First day of the decade and I hit an all time low. 410m below sea level to be exact. I was up at dawn to greet the new year and climbed up to Mount Nebo before enjoying a thrilling descent down to the Dead Sea. I knew I had started the day at 500m above sea level and felt that the descent was a lot longer. I was somewhat surprised though when the map on my phone said I was over 380m below sea level. Especially as I was looking down at the Dead Sea. The Dead Sea though is really a salt lake. It has a single source, the Jordan River, and is not connected to the ocean. I wondered if I had ever been to such a low altitude and got my answer a few minutes later when I saw a sign to the lowest point on earth. I was a little confused when I got to the official marker to find it 20m up a slope. The cycle along the Dead Sea was tremendous under a clear blue sky. It gets its name because of the high salinity which prevent fish and aquatic plants from living in it. I made excellent progress thanks to the abundance of oxygen at such a low altitude, the easy terrain, and a gentle tailwind. I hit the climb back into the mountains at the end of the day but after 130km my legs soon began to wobble. I didn't even make it to sea level.
I didn't sleep particularly well. A beautiful place to camp in the barren desert mountains. At sunset you can see a thousand shades or orange. Home to a lot of wild dogs though and one found me and yapped at me aggressively for about an hour in the middle of the night. Eventually he sloped off but I imagined he'd gone to fetch his mates and couldn't get back to sleep. The climb in the morning was fantastic. Photo opportunities at every bend. 20km at an average of 9% it was hard going but this was nothing compared to the pack of wild dogs I encountered half way up. A couple of oncoming vehicles had wound down their windows when they passed me, pointed up the road and said something in Arabic. I wondered what it could be and soon found out. Dogs are a common nuisance cycle touring but this was the hairiest moment I have ever faced. There were about 50 of them. This was not your normal dog encounter. They weren’t territorial. They were stray dogs, wild and hungry, and there were a lot of them. I approached them on a rare flat section and was able to speed through gesticulating wildly to keep them at bay but then the road turned uphill and I was surrounded. I was in what’s known as a spot of bother. I had some stones handy, I chucked a couple, but they kept coming back. The more dogs in a pack the more confident they are. I had never seen so many together. Fortunately I guy in a truck came downhill, saw my predicament, stopped in the middle of the road and started honking his horn. The dogs attention was diverted and I was able to inch away. A few followed but now that there was only a handful of them their aggression subsided. I would like to thank that truck driver but I never got the chance. It was the kind of road where a car would come along every minute or two but a couple of minutes is a long time when you’ve got a pack of wild dogs baying for your flesh. After that I enjoyed the rest of the climb grateful to still be in one piece. Made it to a high altitude plateau with panoramic views before descending to Wadi Musa. Otherwise known as Petra. One of the seven wonders of the world. Slept in a bed!

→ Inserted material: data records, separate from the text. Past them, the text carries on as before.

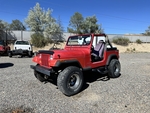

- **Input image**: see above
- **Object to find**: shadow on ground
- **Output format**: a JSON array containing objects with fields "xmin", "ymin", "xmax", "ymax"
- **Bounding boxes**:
[
  {"xmin": 0, "ymin": 63, "xmax": 14, "ymax": 68},
  {"xmin": 0, "ymin": 106, "xmax": 35, "ymax": 113},
  {"xmin": 44, "ymin": 71, "xmax": 110, "ymax": 92}
]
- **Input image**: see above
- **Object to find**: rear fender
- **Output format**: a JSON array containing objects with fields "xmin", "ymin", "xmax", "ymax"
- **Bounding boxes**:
[{"xmin": 106, "ymin": 54, "xmax": 118, "ymax": 65}]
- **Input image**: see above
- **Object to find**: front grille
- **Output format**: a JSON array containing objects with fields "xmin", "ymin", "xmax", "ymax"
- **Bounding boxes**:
[{"xmin": 41, "ymin": 54, "xmax": 50, "ymax": 66}]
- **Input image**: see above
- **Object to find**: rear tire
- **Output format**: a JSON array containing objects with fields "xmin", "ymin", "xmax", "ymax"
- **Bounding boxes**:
[
  {"xmin": 108, "ymin": 59, "xmax": 121, "ymax": 78},
  {"xmin": 57, "ymin": 66, "xmax": 83, "ymax": 96}
]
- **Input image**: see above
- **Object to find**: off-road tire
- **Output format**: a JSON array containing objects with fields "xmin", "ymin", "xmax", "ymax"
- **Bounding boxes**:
[
  {"xmin": 57, "ymin": 66, "xmax": 83, "ymax": 96},
  {"xmin": 28, "ymin": 51, "xmax": 32, "ymax": 57},
  {"xmin": 108, "ymin": 59, "xmax": 121, "ymax": 78},
  {"xmin": 34, "ymin": 71, "xmax": 46, "ymax": 82}
]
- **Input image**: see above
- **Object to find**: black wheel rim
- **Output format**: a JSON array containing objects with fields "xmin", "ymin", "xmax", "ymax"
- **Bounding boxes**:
[{"xmin": 114, "ymin": 62, "xmax": 120, "ymax": 76}]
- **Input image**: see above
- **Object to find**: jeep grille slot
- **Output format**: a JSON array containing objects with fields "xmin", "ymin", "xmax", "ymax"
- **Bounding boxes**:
[{"xmin": 41, "ymin": 54, "xmax": 50, "ymax": 66}]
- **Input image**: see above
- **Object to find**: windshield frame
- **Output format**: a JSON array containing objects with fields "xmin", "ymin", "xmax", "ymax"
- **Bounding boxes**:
[{"xmin": 66, "ymin": 34, "xmax": 92, "ymax": 46}]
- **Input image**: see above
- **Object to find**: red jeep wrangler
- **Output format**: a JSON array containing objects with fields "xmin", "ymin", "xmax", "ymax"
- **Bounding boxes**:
[
  {"xmin": 30, "ymin": 34, "xmax": 121, "ymax": 96},
  {"xmin": 0, "ymin": 40, "xmax": 10, "ymax": 55}
]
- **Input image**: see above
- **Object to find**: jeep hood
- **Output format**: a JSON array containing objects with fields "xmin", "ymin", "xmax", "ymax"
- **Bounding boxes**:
[
  {"xmin": 39, "ymin": 49, "xmax": 87, "ymax": 59},
  {"xmin": 53, "ymin": 50, "xmax": 85, "ymax": 59}
]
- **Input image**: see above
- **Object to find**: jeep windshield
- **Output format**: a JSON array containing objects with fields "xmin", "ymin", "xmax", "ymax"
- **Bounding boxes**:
[
  {"xmin": 16, "ymin": 41, "xmax": 29, "ymax": 45},
  {"xmin": 67, "ymin": 35, "xmax": 91, "ymax": 46}
]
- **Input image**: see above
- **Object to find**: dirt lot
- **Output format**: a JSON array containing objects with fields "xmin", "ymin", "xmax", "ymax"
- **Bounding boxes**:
[{"xmin": 0, "ymin": 53, "xmax": 150, "ymax": 113}]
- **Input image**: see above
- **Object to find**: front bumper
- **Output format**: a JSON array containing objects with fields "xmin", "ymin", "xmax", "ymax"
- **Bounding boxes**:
[{"xmin": 30, "ymin": 65, "xmax": 53, "ymax": 76}]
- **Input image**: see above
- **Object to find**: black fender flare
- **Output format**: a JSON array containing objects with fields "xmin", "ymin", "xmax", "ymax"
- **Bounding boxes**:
[{"xmin": 106, "ymin": 54, "xmax": 118, "ymax": 65}]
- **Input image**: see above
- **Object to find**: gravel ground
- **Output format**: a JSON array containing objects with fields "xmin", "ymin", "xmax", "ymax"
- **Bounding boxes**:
[{"xmin": 0, "ymin": 53, "xmax": 150, "ymax": 113}]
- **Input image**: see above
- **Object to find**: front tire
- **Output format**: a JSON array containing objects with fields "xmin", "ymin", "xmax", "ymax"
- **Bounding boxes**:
[
  {"xmin": 57, "ymin": 66, "xmax": 83, "ymax": 96},
  {"xmin": 34, "ymin": 71, "xmax": 46, "ymax": 82},
  {"xmin": 108, "ymin": 59, "xmax": 121, "ymax": 78}
]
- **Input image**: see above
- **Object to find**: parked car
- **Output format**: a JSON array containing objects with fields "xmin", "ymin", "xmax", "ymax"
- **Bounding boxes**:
[
  {"xmin": 0, "ymin": 40, "xmax": 10, "ymax": 55},
  {"xmin": 30, "ymin": 34, "xmax": 121, "ymax": 96},
  {"xmin": 8, "ymin": 40, "xmax": 33, "ymax": 57}
]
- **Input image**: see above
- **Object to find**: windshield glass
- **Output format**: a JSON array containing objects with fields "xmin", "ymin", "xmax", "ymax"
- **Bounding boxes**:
[
  {"xmin": 16, "ymin": 41, "xmax": 29, "ymax": 45},
  {"xmin": 67, "ymin": 35, "xmax": 91, "ymax": 46},
  {"xmin": 0, "ymin": 40, "xmax": 4, "ymax": 45}
]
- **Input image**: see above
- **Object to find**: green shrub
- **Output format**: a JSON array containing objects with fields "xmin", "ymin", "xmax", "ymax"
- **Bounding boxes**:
[
  {"xmin": 136, "ymin": 39, "xmax": 142, "ymax": 44},
  {"xmin": 31, "ymin": 33, "xmax": 48, "ymax": 47},
  {"xmin": 112, "ymin": 37, "xmax": 130, "ymax": 46}
]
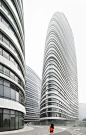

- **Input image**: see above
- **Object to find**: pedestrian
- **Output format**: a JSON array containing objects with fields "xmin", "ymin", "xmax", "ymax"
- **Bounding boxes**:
[{"xmin": 48, "ymin": 124, "xmax": 54, "ymax": 135}]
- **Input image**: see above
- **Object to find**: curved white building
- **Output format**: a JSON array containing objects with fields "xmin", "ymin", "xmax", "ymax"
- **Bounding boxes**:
[
  {"xmin": 25, "ymin": 66, "xmax": 41, "ymax": 123},
  {"xmin": 40, "ymin": 12, "xmax": 78, "ymax": 124},
  {"xmin": 0, "ymin": 0, "xmax": 25, "ymax": 131}
]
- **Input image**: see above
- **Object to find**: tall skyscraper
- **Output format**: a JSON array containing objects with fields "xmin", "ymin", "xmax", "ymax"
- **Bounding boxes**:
[
  {"xmin": 25, "ymin": 66, "xmax": 41, "ymax": 123},
  {"xmin": 0, "ymin": 0, "xmax": 25, "ymax": 131},
  {"xmin": 40, "ymin": 12, "xmax": 78, "ymax": 124}
]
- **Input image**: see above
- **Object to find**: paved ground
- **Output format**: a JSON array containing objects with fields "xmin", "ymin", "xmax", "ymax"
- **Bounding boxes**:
[{"xmin": 0, "ymin": 126, "xmax": 86, "ymax": 135}]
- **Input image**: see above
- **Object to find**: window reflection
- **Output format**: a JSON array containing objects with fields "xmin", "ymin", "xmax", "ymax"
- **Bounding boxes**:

A rare spot of tourism today. Up at dawn once again. Easy when you are camping. Difficult when you wake up in a bed but I needed every minute of the day. Seeing the sites of Petra is a 4 hour walk and then I needed enough time to cycle 70km to get up and over a pass and down to a height comfortable for sleeping. It is extremely cold at night here when up at altitude. I baulked at the entrance fee (£60) but Petra did not disappoint. You could easily spend a couple of days walking around the ruins half hidden in the mountains. Not only is the place of great historical significance but the scenery is incredible with it's red desert landscape and silent canyons. A great place to hike around and take it all in. The money shot is the Treasury. Where Indiana Jones entered in search of the Holy Grail. There's loads more to see though. It must have been good. I've never taken so many photos. Most of the tourists don't bother to lower their arms. Happily snapping the whole time. Eventually dragged myself off and got back on my bike and headed up to a windy pass. Cycled though a wind turbine tunnel. Some people think they are an eyesore. I think they are a graceful addition to the landscape. When they are moving that is. They look daft stood still. The views out over the rift valley were spectacular and I eventually descended below 1000m just as the sun was going down. Camped in the desert. Wasn't expecting company but a van went passed, spluttered to a standstill and two Jordanians got out and explained they had run out of diesel. They phoned a friend to bring some, made a fire, they bought out the whiskey, I bought out the biscuits and we spent an interesting hour trying to have a conversation with no mutual language to fall back on.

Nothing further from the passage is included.